The home’s three bedrooms were carefully placed to give each occupant the feeling of privacy. Each is in proximity to the walled courtyard, tucked into different quadrants of the home and styled in unique but related ways, with art, natural-textured rugs, and antiques. The primary bedroom occupies the home’s entire second floor. Shiverick restored the glass-paneled pocket doors so that the room can benefit from the cross ventilation offered by the louvered windows that line an adjacent sitting space and a narrow balcony.
“It’s a miniaturized balcony that’s so charming—like something right out of the Caribbean,” Shiverick says. “To me, it’s an example of what Howard Major was trying to do with Major Alley. He was trying to bring real tropical architecture to Palm Beach.”

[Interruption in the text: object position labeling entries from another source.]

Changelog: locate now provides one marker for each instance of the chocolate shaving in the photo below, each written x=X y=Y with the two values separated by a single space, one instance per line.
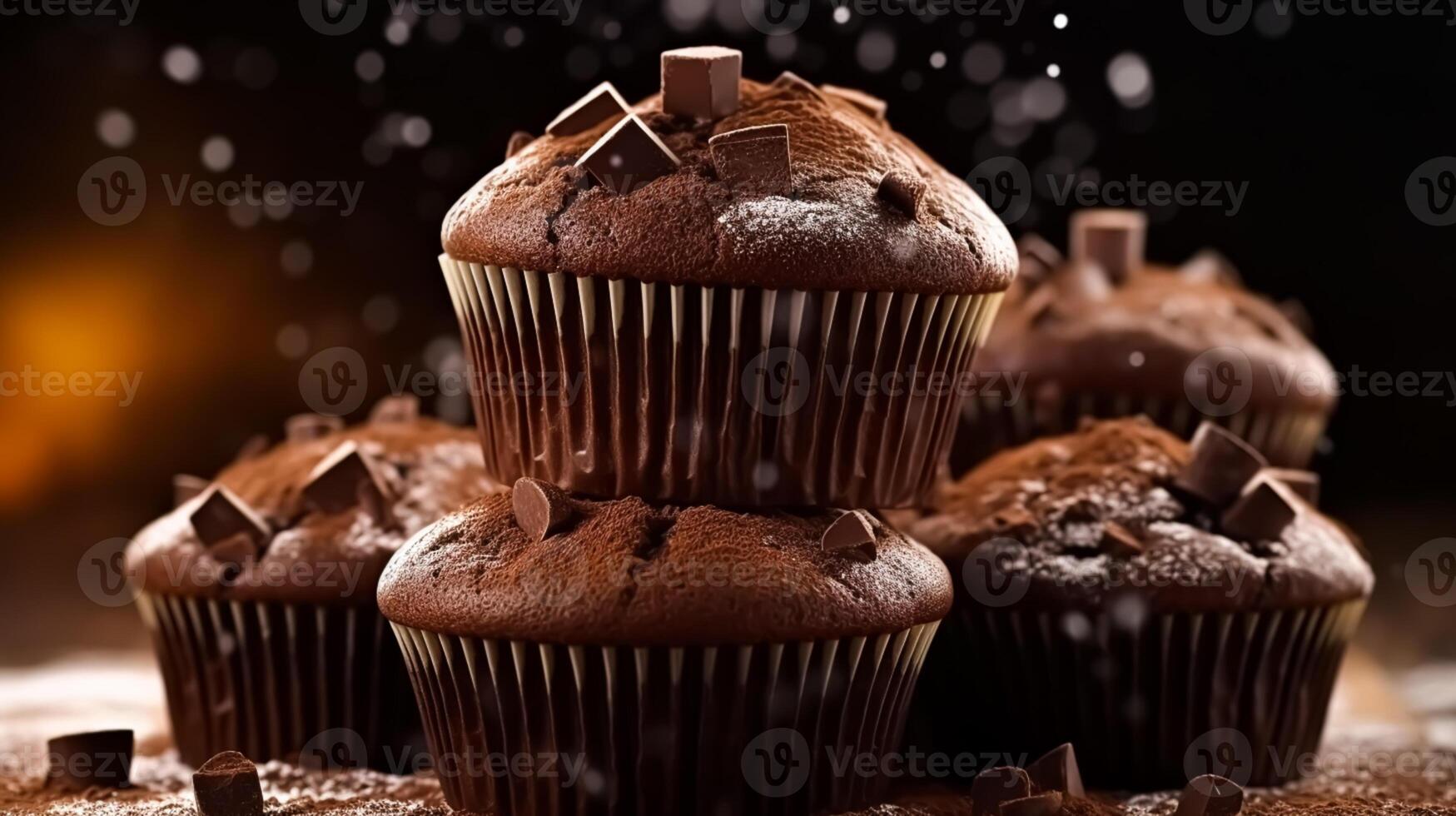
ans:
x=701 y=82
x=227 y=786
x=92 y=759
x=1220 y=465
x=542 y=509
x=599 y=105
x=628 y=157
x=902 y=190
x=753 y=159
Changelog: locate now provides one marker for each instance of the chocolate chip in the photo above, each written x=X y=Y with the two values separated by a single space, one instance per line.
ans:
x=1261 y=512
x=753 y=159
x=395 y=408
x=628 y=157
x=995 y=786
x=301 y=427
x=701 y=82
x=1113 y=238
x=1037 y=804
x=227 y=786
x=519 y=142
x=342 y=480
x=221 y=515
x=852 y=530
x=1120 y=541
x=1210 y=796
x=1220 y=465
x=870 y=105
x=1057 y=771
x=92 y=759
x=186 y=487
x=902 y=190
x=602 y=104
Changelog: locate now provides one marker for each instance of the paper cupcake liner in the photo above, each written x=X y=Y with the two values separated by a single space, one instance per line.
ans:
x=660 y=730
x=713 y=394
x=987 y=425
x=271 y=679
x=1242 y=695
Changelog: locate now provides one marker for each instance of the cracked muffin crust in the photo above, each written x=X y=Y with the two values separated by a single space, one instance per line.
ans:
x=536 y=211
x=625 y=571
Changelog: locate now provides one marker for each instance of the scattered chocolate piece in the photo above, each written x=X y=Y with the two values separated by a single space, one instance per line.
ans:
x=1057 y=771
x=1304 y=484
x=395 y=408
x=221 y=515
x=701 y=82
x=1220 y=465
x=301 y=427
x=540 y=507
x=628 y=157
x=227 y=786
x=902 y=192
x=599 y=105
x=1210 y=796
x=870 y=105
x=340 y=481
x=1120 y=541
x=753 y=159
x=186 y=487
x=92 y=759
x=995 y=786
x=1036 y=804
x=1113 y=238
x=1261 y=512
x=519 y=142
x=852 y=530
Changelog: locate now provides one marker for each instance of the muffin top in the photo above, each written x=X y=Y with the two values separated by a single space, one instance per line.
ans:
x=1126 y=507
x=315 y=518
x=1106 y=320
x=810 y=211
x=625 y=571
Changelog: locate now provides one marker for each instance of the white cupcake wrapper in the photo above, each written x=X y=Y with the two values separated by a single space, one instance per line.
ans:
x=1136 y=703
x=266 y=678
x=666 y=411
x=660 y=730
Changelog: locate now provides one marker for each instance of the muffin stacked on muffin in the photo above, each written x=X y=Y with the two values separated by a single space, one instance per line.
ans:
x=260 y=588
x=1104 y=334
x=667 y=594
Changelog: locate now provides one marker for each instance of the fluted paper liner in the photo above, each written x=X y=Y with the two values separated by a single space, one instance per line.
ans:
x=266 y=678
x=1136 y=701
x=1286 y=437
x=667 y=411
x=660 y=730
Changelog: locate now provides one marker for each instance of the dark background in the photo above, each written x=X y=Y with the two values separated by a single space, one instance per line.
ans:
x=1324 y=117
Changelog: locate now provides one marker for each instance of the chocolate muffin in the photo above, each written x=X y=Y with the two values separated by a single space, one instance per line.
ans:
x=1143 y=600
x=674 y=652
x=731 y=291
x=1104 y=334
x=260 y=590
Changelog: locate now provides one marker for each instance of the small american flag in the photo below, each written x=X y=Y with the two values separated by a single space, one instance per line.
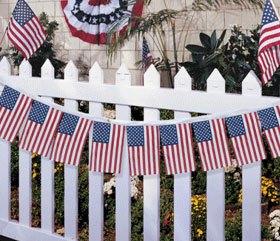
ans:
x=40 y=129
x=245 y=133
x=14 y=108
x=107 y=147
x=269 y=44
x=70 y=139
x=25 y=30
x=177 y=148
x=143 y=150
x=212 y=144
x=269 y=119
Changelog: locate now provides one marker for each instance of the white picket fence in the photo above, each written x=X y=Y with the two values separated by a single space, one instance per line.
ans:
x=182 y=100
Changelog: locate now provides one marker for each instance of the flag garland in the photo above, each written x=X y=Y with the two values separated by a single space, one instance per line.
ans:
x=61 y=136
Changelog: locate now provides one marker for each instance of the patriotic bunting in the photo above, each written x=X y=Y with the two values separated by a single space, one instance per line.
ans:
x=40 y=129
x=245 y=133
x=70 y=139
x=143 y=150
x=14 y=107
x=176 y=141
x=107 y=147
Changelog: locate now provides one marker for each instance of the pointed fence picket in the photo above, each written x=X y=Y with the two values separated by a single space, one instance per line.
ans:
x=183 y=100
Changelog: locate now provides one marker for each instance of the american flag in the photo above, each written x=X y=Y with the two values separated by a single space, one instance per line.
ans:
x=269 y=119
x=143 y=150
x=70 y=139
x=14 y=107
x=212 y=144
x=177 y=148
x=25 y=30
x=245 y=133
x=107 y=147
x=269 y=45
x=40 y=129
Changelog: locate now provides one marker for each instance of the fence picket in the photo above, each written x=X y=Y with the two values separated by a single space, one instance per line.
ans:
x=71 y=172
x=182 y=182
x=151 y=183
x=123 y=193
x=5 y=157
x=215 y=179
x=25 y=167
x=47 y=169
x=96 y=199
x=251 y=178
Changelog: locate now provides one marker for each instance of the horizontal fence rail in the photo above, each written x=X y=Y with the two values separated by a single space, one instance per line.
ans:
x=183 y=100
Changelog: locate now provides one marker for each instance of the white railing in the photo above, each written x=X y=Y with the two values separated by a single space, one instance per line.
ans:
x=182 y=99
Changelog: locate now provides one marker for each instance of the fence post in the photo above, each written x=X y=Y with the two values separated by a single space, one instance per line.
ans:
x=123 y=194
x=47 y=169
x=71 y=172
x=96 y=202
x=151 y=183
x=216 y=179
x=25 y=167
x=182 y=182
x=251 y=178
x=5 y=157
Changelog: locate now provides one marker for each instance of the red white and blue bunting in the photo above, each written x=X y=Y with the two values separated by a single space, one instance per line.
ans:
x=46 y=129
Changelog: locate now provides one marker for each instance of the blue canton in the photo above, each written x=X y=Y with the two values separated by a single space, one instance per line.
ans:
x=135 y=135
x=168 y=135
x=268 y=118
x=101 y=132
x=22 y=13
x=39 y=112
x=269 y=14
x=68 y=124
x=202 y=131
x=235 y=126
x=9 y=98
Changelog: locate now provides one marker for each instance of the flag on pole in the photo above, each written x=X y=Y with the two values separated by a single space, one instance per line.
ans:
x=40 y=129
x=70 y=139
x=107 y=147
x=269 y=119
x=25 y=30
x=14 y=107
x=143 y=150
x=212 y=144
x=269 y=44
x=177 y=148
x=245 y=133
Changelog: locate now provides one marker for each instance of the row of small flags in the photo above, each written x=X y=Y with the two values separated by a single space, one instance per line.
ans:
x=61 y=137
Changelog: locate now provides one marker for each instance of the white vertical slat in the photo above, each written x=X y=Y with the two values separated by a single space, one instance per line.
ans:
x=251 y=178
x=215 y=179
x=123 y=197
x=96 y=200
x=71 y=172
x=47 y=169
x=5 y=157
x=25 y=167
x=151 y=183
x=182 y=182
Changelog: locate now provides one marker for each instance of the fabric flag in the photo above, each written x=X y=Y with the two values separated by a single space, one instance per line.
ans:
x=25 y=30
x=39 y=131
x=14 y=108
x=177 y=148
x=269 y=44
x=107 y=147
x=212 y=144
x=92 y=20
x=245 y=133
x=70 y=139
x=143 y=150
x=269 y=119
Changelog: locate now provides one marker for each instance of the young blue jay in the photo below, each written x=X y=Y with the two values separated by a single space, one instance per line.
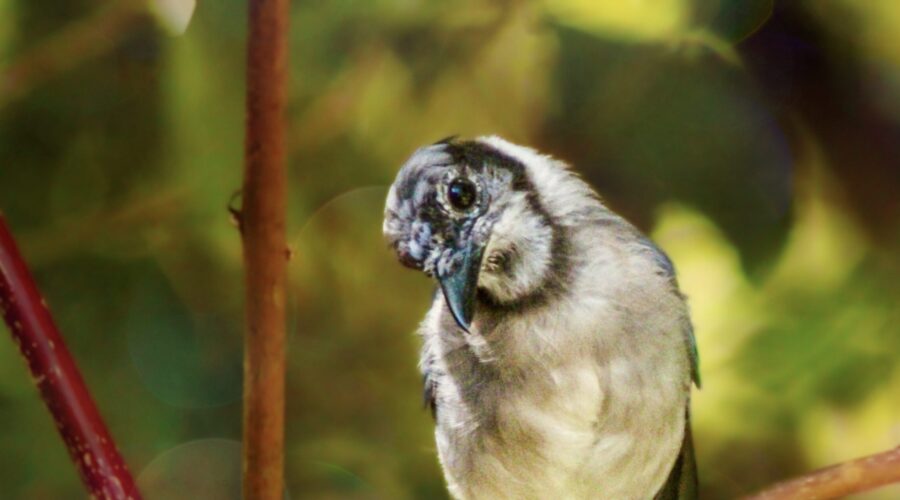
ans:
x=558 y=355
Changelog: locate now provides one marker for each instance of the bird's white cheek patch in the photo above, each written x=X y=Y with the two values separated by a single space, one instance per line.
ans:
x=525 y=241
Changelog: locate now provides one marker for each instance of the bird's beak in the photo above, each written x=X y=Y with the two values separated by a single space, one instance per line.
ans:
x=461 y=285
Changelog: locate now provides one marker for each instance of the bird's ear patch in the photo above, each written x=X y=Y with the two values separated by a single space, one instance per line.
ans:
x=446 y=140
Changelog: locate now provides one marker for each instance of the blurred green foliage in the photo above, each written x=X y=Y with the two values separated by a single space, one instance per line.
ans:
x=757 y=142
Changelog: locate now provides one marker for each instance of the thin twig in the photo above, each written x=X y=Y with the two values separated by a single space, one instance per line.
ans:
x=53 y=369
x=263 y=234
x=839 y=480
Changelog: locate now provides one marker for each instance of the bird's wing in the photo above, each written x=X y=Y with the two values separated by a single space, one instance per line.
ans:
x=682 y=481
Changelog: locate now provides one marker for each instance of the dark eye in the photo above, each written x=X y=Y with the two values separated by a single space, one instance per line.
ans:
x=461 y=193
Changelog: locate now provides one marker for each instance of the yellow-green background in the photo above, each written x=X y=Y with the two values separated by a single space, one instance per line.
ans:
x=758 y=144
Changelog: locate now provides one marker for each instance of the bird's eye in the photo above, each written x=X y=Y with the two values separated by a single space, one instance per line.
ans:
x=461 y=193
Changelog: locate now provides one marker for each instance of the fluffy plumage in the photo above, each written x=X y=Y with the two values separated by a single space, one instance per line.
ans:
x=558 y=355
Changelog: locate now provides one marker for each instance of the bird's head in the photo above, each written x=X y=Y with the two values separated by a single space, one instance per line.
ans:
x=468 y=214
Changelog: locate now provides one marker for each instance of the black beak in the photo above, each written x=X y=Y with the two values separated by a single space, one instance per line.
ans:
x=461 y=285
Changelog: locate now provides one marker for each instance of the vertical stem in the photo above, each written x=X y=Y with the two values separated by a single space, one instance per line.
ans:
x=265 y=257
x=102 y=469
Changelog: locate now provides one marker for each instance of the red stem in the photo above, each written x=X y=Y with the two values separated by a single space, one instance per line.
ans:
x=102 y=469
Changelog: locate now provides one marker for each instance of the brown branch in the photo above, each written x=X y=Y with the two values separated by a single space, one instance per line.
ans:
x=839 y=480
x=90 y=445
x=263 y=234
x=94 y=36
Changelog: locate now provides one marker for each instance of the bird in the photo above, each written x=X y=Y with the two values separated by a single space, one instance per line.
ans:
x=558 y=354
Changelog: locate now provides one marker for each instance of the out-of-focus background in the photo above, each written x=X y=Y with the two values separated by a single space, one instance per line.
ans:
x=757 y=142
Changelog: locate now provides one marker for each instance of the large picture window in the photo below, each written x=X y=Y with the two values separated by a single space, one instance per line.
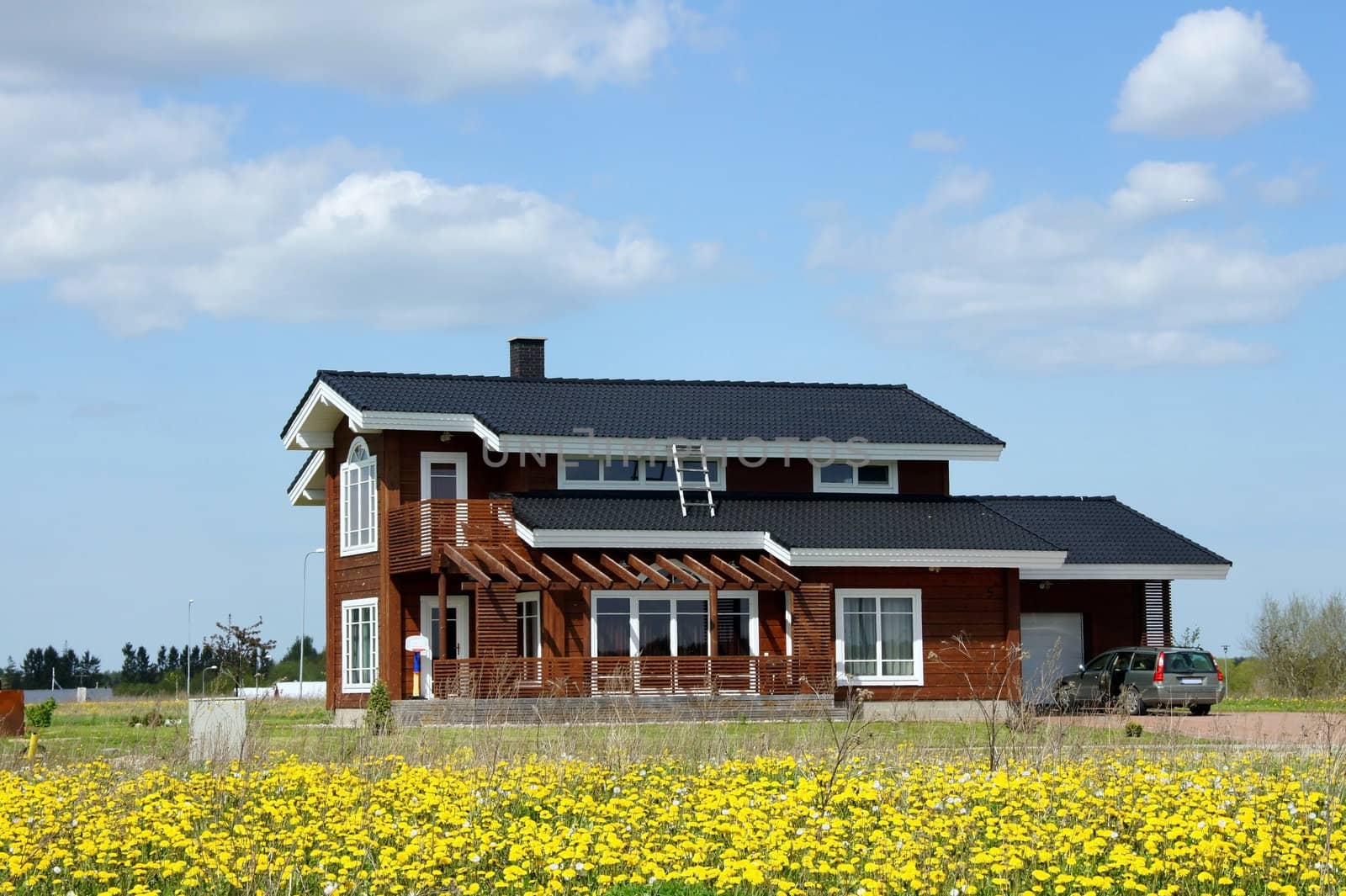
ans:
x=879 y=635
x=358 y=501
x=360 y=644
x=639 y=626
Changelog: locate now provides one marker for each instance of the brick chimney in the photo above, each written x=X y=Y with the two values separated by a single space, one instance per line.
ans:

Each of the six residences in the development is distinctive. Shiverick’s is the largest, and seeing her neighbors’ homes has revealed some of the secrets her property holds. For example, though her living room ceiling is high, she knows it was closed in at some point as a neighbor’s ceiling is even higher. Shiverick didn’t feel the additional space was necessary and decided to leave the ceiling untouched.
Similarly, other homes have courtyard doorways that open to the parking area, but hers only had a window. That was something she pursued during the renovations, seeking approval from the Landmarks Commission. “It was a little strange not to have [access],” she says. “We mimicked the front door with its fantail arch. It’s really pretty.”

One thing all six properties share is privacy. “Major Alley is a great example of how you can use density,” Shiverick says. “You don’t have to pile things up to the sky; you can design something that spreads out and gives each unit a sense of privacy. It’s a great example of multifamily living.”
Over the last century, Major Alley has also become an icon in the Town of Palm Beach; there’s a reason fashion catalogs, tourists, and social media influencers snap photos here. “It’s a very inviting compound,” Shiverick says. “I think [Howard Major’s] greatest achievement was Major Alley. It’s really a testament to the architecture of Bermuda and to Tropicália. It just invites you in.”
And Shiverick’s work—beyond restoring, decorating, and maintaining this property—is to help her friends and neighbors on the island see the value in hanging on to treasures from the past.
“That’s what the Preservation Foundation is all about,” she says. “In order to do that, people need to take on these projects, put money into them, and respect what was there and have them function. That’s music to our ears at the Preservation Foundation.”